- Born: 1783 Kangchon, Gangwon-do, South Korea
- Died: 24 May 1839 (aged 55–56) Small West Gate, Seoul, South Korea
- Venerated in: Catholic Church
- Beatified: 5 July 1925 by Pope Pius XI
- Canonized: 6 May 1984 by John Paul II
- Feast: 20 September

= Anna Pak Agi =

Catholic saint, one of the Korean Martyrs

Anna Pak Agi (1782 – 24 May 1839) is one of 103 Korean Martyrs. Her feast day is May 24, and she is also venerated along with the rest of the 103 Korean martyrs on 20 September.

== Biography ==
Anna Pak A-gi [Agi] was born in 1783 in Gangcheon, Joseon. Her family was Catholic.
Anna was naturally slow, and she had great difficulty in learning about religion. She consoled herself by saying, "Since I cannot know my God as I should desire to do, I will at least endeavor to love Him with all my heart."

She married a Christian, Frans Tae Mun-haeong. They had two sons and three daughters. She felt particular devotion in meditating on the Passion of our Lord: the sight of his five wounds was sufficient to draw tears from her eyes.

She was arrested with her husband and eldest son. The latter had numerous friends at court, who did all in their power to make them apostates, and at length succeeded as far as her husband and son were concerned: they were then set free. Anna, however, remained firm. The judge often tried to shake her determination by severity or by kindness, but his endeavors were vain.

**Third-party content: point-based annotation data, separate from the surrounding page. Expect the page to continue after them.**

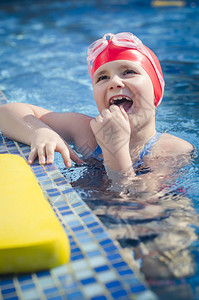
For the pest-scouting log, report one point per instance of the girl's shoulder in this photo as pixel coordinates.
(170, 145)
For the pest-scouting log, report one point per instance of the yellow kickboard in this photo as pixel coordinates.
(31, 236)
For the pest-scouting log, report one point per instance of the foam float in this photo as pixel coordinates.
(31, 236)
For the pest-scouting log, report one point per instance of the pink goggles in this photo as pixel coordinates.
(118, 47)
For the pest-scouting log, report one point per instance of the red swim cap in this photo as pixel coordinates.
(141, 54)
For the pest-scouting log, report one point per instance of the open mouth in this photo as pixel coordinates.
(124, 101)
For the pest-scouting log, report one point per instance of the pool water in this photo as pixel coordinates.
(43, 61)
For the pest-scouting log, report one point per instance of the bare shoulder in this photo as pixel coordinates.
(171, 145)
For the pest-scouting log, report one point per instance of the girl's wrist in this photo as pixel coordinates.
(117, 161)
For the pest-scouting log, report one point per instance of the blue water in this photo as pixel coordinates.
(43, 48)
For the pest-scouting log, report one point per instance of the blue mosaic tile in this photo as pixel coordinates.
(96, 271)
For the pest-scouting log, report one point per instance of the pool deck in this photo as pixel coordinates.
(97, 269)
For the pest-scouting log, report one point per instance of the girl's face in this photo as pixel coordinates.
(125, 83)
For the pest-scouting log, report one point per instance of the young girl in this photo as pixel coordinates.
(128, 86)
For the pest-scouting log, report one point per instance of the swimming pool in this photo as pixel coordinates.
(43, 62)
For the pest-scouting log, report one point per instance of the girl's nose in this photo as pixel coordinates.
(116, 82)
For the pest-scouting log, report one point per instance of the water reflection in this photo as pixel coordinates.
(154, 228)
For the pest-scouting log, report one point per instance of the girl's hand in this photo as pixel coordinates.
(45, 142)
(112, 132)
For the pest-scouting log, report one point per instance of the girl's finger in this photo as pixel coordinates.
(32, 156)
(41, 155)
(50, 150)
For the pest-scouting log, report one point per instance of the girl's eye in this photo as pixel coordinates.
(128, 71)
(102, 77)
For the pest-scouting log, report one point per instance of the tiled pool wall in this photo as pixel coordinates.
(97, 269)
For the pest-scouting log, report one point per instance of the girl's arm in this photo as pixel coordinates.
(44, 131)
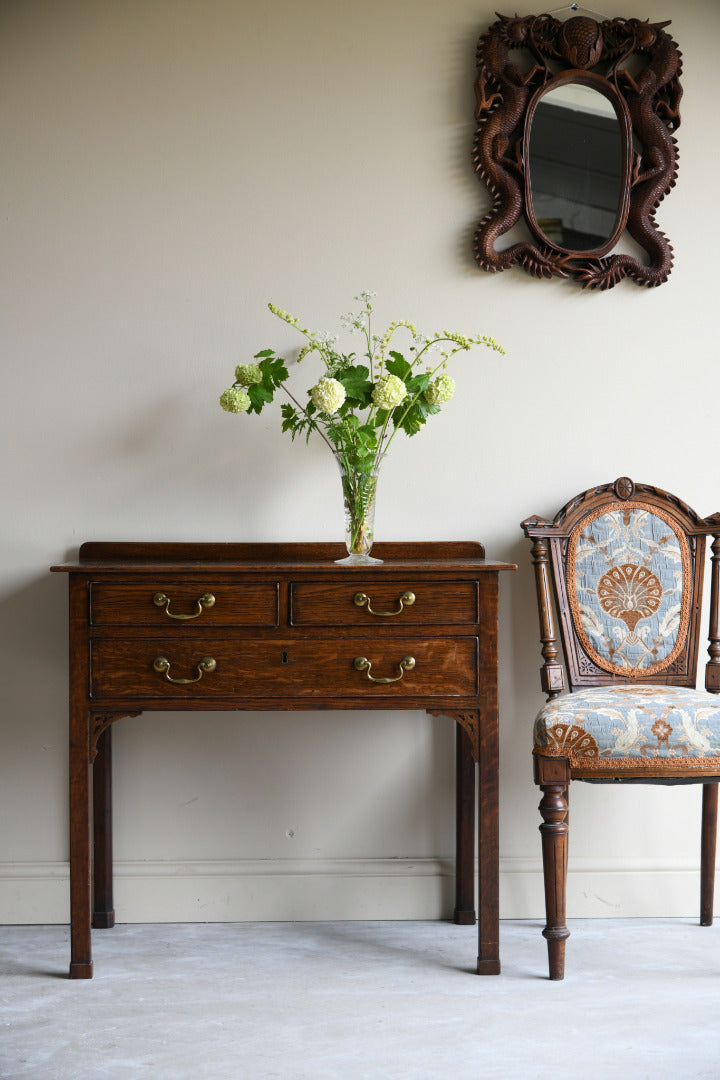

Her husband and son came to see her daily and entreated her to say but one word, and leave the prison. They presented to her the desolation of her family, her old mother at the point of death, her children crying out for her, but her resolution was unshaken. "What," she said, "for a few days of life will you expose yourselves to everlasting death? Instead of soliciting me to transgress, you should exhort me to remain steadfast. Return, return rather to God, and envy me my happiness."

Anna remained in prison for three months, and died on 24 May 1839, at the age of fifty-seven. After this, Anna was beatified on 5 July 1925 following her death in prison after refusing to renounce her Catholic faith. She was later canonized by Pope John Paul II, in Seoul, South Korea, as one of the Korean Martyrs.